# Text-Complexity-Classification

**Repository Path**: tony-han/Text-Complexity-Classification

## Basic Information

- **Project Name**: Text-Complexity-Classification
- **Description**: The goal of our project is to build a classifier that can identify text complexity with three readability levels for people who feel hard to understand to read texts in English to some extent, especially language learners. We also tested the hypothesis that clustering texts based on their topics can improve the performance on the text complexity classification because of the pertinence.
- **Primary Language**: Unknown
- **License**: Not specified
- **Default Branch**: master
- **Homepage**: None
- **GVP Project**: No

## Statistics

- **Stars**: 0
- **Forks**: 0
- **Created**: 2021-04-10
- **Last Updated**: 2021-06-24

## Categories & Tags

**Categories**: Uncategorized

**Tags**: None

## README

# Text-Complexity-Classification
The goal of our project is to build a classifier that can identify text complexity with three readability levels for people who feel hard to understand to read texts in English to some extent, especially language learners.
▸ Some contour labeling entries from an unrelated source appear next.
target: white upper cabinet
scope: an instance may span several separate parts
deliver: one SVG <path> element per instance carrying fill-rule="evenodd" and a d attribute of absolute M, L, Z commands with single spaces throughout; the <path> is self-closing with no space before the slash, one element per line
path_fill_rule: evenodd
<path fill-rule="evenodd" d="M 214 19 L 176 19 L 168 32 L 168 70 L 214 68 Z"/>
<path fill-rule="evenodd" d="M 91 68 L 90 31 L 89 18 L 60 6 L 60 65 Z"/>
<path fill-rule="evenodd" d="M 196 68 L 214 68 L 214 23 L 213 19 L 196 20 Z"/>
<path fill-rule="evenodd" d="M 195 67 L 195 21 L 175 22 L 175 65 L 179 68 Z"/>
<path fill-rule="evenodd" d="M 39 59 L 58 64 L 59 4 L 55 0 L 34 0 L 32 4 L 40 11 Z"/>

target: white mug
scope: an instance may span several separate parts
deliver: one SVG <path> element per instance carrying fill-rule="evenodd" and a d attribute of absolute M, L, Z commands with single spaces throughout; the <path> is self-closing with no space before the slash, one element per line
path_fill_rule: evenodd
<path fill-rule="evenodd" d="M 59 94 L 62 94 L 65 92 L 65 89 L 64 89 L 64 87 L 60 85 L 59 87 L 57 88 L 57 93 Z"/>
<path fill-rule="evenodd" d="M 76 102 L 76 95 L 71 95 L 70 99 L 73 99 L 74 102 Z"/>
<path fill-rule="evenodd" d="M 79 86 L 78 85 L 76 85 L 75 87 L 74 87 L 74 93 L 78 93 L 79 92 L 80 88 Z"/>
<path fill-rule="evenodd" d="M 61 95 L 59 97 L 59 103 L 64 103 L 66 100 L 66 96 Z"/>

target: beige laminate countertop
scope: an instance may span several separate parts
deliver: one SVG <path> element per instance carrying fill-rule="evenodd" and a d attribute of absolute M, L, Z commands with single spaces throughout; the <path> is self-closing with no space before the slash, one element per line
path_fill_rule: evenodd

We also tested the hypothesis that clustering texts based on their topics can improve the performance on the text complexity classification because of the pertinence. After utilizing K-Means on the topic clustering, we applied three other models on both the whole data and on each subgroup in the classification. The result shows that when working on the unclustered data, SVM model is relatively the most accurate among the three. However, when handling the clustered data, it does not over-perform logistic and C-LSTM models. C-LSTM shows more resilience to size of training data and better captures both of global and local contextual information. We conducted detailed error analysis of the low accuracy issue which indicates that the success of text classification might rely on data pre-processing, choice of model assumptions and size of training data. Overall,our analysis and experiments highlight the important roles of feature design, choice of word representation and ability of models to capture generative text information in text readability classification.